In their summary, the judges said that the attacks on the nine shrines and a mosque carried “a message of terror and helplessness,” destroyed “part of humanity’s shared memory and collective consciousness” and rendered “humanity unable to transmit its values and knowledge to future generations.”

The judges also said that some individuals might be compensated if they could show that their livelihoods had depended on the religious sites and the pilgrims and tourists who used to visit the city. The court’s ruling on Thursday also suggested that some of the money could be used for a memorial or some other commemoration or community program for the residents of Timbuktu.

Pieter de Baan, the director of the Trust Fund for Victims, whose management is separate from the court, said he was pleased with the ruling “because it was clear and helpful in its outline.” Mr. de Baan said the trust fund would need to raise money from governments and other sources.

He said his team would also have to track down people who might be eligible for individual compensation. That task will not be easy, he said, because many people have fled amid the upheaval in the area.


Ahmad al-Faqi al-Mahdi, left, in court in The Hague, pleaded guilty in 2016 to destroying shrines and damaging a mosque in Timbuktu, Mali.

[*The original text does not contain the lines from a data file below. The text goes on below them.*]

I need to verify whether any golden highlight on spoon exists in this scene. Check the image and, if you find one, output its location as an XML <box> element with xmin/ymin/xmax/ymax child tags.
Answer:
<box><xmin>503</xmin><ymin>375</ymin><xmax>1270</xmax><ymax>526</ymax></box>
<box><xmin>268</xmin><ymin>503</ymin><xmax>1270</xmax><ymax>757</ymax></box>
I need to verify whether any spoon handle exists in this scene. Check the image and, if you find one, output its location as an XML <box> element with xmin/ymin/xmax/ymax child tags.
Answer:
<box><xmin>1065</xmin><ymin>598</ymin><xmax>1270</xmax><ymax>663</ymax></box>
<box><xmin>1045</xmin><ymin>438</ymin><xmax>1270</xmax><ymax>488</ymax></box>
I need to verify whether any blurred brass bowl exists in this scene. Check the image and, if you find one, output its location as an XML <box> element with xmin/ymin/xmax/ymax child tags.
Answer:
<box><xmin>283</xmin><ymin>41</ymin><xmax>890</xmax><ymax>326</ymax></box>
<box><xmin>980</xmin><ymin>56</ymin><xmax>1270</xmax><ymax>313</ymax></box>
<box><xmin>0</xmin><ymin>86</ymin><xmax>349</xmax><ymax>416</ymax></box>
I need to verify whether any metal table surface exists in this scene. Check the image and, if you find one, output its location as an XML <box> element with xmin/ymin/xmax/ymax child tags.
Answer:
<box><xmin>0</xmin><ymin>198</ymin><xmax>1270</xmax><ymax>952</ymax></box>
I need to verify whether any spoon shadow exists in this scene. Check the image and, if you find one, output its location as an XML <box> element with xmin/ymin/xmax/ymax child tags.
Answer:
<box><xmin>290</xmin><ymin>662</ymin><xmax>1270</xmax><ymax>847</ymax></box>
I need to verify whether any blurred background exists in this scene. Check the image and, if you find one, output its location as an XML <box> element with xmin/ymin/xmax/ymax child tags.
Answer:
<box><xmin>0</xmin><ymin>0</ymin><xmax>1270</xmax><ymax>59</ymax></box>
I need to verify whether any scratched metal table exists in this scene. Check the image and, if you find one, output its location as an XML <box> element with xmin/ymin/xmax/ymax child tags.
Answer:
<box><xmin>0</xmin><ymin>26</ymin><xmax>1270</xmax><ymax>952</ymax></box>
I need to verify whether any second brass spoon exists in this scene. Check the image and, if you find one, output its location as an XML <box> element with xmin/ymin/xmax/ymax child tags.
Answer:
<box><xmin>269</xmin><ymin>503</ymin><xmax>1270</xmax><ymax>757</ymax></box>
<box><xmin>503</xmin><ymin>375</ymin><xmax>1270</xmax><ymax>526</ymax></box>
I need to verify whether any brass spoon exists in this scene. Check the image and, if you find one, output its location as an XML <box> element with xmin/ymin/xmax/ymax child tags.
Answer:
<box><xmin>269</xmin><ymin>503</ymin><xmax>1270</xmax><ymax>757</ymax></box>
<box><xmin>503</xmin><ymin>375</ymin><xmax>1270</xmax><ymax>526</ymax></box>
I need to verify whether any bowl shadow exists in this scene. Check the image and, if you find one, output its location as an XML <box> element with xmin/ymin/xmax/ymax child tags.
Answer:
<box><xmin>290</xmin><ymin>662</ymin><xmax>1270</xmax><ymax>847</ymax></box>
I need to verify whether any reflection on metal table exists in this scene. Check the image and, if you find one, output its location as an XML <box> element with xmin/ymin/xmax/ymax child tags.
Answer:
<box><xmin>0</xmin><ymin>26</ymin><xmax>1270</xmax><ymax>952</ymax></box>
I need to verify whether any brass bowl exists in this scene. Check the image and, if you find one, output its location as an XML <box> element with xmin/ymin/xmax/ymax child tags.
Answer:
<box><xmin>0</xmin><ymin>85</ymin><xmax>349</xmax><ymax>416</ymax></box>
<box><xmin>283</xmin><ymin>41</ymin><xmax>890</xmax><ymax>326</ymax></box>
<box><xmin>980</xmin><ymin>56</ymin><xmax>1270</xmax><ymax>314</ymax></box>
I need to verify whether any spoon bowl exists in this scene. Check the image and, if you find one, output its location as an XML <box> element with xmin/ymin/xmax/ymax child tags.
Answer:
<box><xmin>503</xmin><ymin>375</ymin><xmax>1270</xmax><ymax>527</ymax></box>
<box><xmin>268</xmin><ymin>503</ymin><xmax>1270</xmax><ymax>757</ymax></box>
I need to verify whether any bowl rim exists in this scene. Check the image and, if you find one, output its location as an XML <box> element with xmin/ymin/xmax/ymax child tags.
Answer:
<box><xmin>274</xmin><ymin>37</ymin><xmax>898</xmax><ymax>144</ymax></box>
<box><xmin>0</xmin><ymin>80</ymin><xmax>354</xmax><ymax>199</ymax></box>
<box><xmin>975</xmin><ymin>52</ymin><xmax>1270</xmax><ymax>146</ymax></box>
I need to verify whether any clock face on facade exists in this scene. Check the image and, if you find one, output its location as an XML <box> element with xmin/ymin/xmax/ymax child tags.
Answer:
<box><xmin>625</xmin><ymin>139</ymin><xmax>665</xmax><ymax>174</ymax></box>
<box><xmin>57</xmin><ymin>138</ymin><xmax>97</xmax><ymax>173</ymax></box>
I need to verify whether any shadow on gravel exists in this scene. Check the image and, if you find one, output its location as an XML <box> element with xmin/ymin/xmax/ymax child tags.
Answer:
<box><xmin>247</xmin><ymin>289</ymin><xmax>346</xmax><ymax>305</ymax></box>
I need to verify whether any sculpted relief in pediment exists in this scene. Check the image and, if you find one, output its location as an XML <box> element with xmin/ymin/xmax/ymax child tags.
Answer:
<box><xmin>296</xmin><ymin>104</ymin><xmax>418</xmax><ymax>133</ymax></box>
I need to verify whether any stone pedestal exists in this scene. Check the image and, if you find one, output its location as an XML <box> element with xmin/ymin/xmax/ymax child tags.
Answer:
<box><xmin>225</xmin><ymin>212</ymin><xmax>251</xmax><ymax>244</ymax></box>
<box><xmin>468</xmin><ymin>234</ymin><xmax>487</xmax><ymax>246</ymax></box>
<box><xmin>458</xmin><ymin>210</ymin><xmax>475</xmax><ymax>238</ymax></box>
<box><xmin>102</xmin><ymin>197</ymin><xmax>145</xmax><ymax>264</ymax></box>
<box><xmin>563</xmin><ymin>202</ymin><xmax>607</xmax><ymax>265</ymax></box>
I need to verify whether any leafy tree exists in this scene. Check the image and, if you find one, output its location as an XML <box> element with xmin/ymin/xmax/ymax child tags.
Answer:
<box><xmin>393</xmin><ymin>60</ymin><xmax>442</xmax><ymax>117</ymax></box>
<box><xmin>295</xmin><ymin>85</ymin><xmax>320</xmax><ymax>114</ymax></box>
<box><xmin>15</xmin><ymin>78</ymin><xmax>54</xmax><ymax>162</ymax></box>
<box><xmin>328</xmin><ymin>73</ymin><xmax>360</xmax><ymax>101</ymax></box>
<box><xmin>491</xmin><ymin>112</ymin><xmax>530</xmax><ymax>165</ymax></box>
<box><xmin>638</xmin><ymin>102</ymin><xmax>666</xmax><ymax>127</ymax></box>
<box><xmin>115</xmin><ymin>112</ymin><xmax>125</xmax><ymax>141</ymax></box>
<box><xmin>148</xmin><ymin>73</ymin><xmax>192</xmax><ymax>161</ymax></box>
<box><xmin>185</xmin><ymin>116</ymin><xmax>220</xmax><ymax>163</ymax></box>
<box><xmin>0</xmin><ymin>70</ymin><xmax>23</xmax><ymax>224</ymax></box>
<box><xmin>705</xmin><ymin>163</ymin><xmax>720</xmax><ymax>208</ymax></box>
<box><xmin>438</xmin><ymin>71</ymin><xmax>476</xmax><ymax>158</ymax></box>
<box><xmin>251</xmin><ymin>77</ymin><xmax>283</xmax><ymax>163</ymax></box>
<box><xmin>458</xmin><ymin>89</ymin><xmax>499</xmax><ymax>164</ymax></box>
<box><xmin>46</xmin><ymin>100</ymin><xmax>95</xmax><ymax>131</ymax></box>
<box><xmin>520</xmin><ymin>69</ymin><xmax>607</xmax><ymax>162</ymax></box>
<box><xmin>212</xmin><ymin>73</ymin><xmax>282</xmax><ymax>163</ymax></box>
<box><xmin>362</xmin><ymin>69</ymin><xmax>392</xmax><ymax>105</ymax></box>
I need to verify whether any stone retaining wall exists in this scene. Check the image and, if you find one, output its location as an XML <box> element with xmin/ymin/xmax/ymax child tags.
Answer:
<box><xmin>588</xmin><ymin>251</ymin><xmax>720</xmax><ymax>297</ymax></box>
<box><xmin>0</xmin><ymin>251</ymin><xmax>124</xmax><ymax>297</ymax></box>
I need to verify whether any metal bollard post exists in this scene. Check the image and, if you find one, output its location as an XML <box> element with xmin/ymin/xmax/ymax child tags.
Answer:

Credit Robin Van Lonkhuijsen/Agence France-Presse — Getty Images    

It is unclear whether Mr. de Baan’s team can operate in northern Mali, which diplomats say remains unsafe as various factions fight for power and smugglers and kidnappers are active.

The nine shrines that were destroyed and the mosque in Timbuktu that was damaged by the “morality brigade” that Mr. Mahdi led have already been rebuilt with the assistance of foreign donors.

The original Timbuktu shrines, brick and mud structures built from the 15th to 17th centuries atop the graves of Muslim scholars, were modest in comparison with the massive Buddha statues destroyed in Afghanistan and the Roman ruins demolished by the Islamic State in Syria and uncounted historical sites in Iraq. But no international court has jurisdiction over such crimes in those countries or over the continuing cultural devastation reported in Yemen.